As everyone knows, all people in distant countries are absolutely guaranteed to look EXACTLY like the prettiest and most famous example of their gender and nationality combo. So before coming to Malaysia I was sure I would fall in love while here, because all the women were going to be Michelle Yeoh lookalikes. But there's nothing quite like actually visiting a place to both indulge and, unfortunately, dispel this idea.

Back at the hotel, I grabbed my free drink voucher and headed to Latitude '03, the bar it was valid at. Well, I would, if I could have found it. The lift, literature, and Internet all said it was at the lobby but all that's there is a thing called ArtCacao, a coffee bar, and I hate coffee.

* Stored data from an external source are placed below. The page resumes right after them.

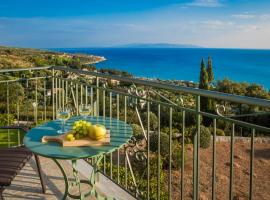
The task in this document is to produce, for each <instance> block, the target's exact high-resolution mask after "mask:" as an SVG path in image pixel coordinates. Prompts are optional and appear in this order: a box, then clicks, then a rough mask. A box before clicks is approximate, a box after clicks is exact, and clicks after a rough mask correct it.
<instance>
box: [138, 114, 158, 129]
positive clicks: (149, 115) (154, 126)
mask: <svg viewBox="0 0 270 200" xmlns="http://www.w3.org/2000/svg"><path fill="white" fill-rule="evenodd" d="M141 118H142V121H143V122H145V127H146V125H147V113H146V112H145V113H143V114H142V116H141ZM149 118H150V129H151V130H155V129H157V127H158V118H157V116H156V115H155V113H153V112H150V113H149Z"/></svg>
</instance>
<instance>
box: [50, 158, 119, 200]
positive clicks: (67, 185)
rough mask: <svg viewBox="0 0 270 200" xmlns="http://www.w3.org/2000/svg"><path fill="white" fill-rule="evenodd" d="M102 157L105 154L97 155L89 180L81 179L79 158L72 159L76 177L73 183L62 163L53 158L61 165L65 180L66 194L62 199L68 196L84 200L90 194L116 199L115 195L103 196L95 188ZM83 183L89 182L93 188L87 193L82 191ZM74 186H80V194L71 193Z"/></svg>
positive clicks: (65, 198)
mask: <svg viewBox="0 0 270 200" xmlns="http://www.w3.org/2000/svg"><path fill="white" fill-rule="evenodd" d="M102 158H103V155H100V156H97V157H96V159H94V160H95V161H94V162H93V164H92V167H93V171H92V172H91V175H90V178H89V180H80V179H79V176H78V170H77V160H72V161H71V162H72V170H73V176H74V178H75V181H74V182H73V183H72V184H71V185H69V182H68V178H67V175H66V172H65V170H64V168H63V167H62V166H61V164H60V163H59V162H58V161H57V160H56V159H52V160H53V161H54V162H55V163H56V165H57V166H58V167H59V169H60V170H61V173H62V174H63V177H64V181H65V192H64V195H63V197H62V200H65V199H66V198H67V197H68V196H69V197H71V198H73V199H80V200H84V198H85V197H87V196H89V195H91V196H95V197H96V199H97V200H115V198H113V197H104V196H101V195H100V194H98V192H97V190H96V188H95V184H96V182H97V179H98V165H99V163H100V162H101V160H102ZM81 183H85V184H89V185H90V186H91V190H90V191H89V192H87V193H82V191H81ZM73 186H77V187H78V189H79V193H80V195H73V194H70V193H69V190H70V188H71V187H73Z"/></svg>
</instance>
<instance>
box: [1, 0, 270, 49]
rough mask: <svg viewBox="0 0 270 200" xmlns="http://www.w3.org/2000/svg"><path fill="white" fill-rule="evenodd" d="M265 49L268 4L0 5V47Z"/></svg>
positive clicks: (151, 3) (83, 0)
mask: <svg viewBox="0 0 270 200" xmlns="http://www.w3.org/2000/svg"><path fill="white" fill-rule="evenodd" d="M128 43H177V44H194V45H199V46H203V47H217V48H266V49H269V48H270V0H260V1H256V0H252V1H248V0H184V1H180V0H166V1H165V0H104V1H100V0H65V1H64V0H54V1H53V0H46V1H45V0H0V45H9V46H19V47H37V48H54V47H93V46H99V47H103V46H114V45H121V44H128Z"/></svg>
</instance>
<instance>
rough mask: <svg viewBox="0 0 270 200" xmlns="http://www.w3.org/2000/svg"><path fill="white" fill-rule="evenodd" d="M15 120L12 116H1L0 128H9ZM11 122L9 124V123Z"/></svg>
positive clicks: (9, 115)
mask: <svg viewBox="0 0 270 200" xmlns="http://www.w3.org/2000/svg"><path fill="white" fill-rule="evenodd" d="M14 121H15V118H14V116H13V115H12V114H9V115H8V114H0V126H7V125H11V124H13V123H14ZM8 122H9V123H8Z"/></svg>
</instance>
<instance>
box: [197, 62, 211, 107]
mask: <svg viewBox="0 0 270 200" xmlns="http://www.w3.org/2000/svg"><path fill="white" fill-rule="evenodd" d="M199 88H200V89H204V90H209V81H208V73H207V71H206V68H205V63H204V60H203V59H202V61H201V71H200V83H199ZM209 104H210V103H209V100H208V98H206V97H201V110H202V111H208V110H209Z"/></svg>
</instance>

I sat at a few different seats trying to find somewhere I liked until settling at a table near some people who had booze. I'd barely sat down before a man came and asked what I wanted to drink, and while he was getting it I realised I'd lost my phone. Fuck. Did a circuit of the seats I'd tried out, couldn't find it, did another circuit with the waiter and he found it...on a seat opposite the one I'd sat on, and pretty much camouflaged. I was a bit panicky about having no phone for a bit there, but at least I had a beer.

Drank slowly, got more beer, drank slowly. People disappeared, some lights went off, the bar (which I was nowhere near) got roped off. Just past midnight I went over and in, to try and sign for the drinks. The staff were very confused by this and I had to explain it 3 times: I'd been at the seats just outside the entrance, and I hadn't paid. Could I pay please? They seemed insistent that it wasn't necessary, until finally a woman went "oh, there's this bill for two beers at one of the outside tables, is that you?". Well, duh.

Stumbled back up to my room feeling contentedly sloshed, and with no plan at all for Tuesday.


Unknown said...

You'd be hard-pushed to find a bar in Malaysia that doesn't sell Guinness. They've been brewing it there since British colonial times. It's made to local habits - read, very strong and sweet and bottled.

There's something vaguely heretical about Guinness adverts prominently featuring semi-naked busty Asian girls.

auswomble said...

They drink it in the Congo. The BELGIANS I assume.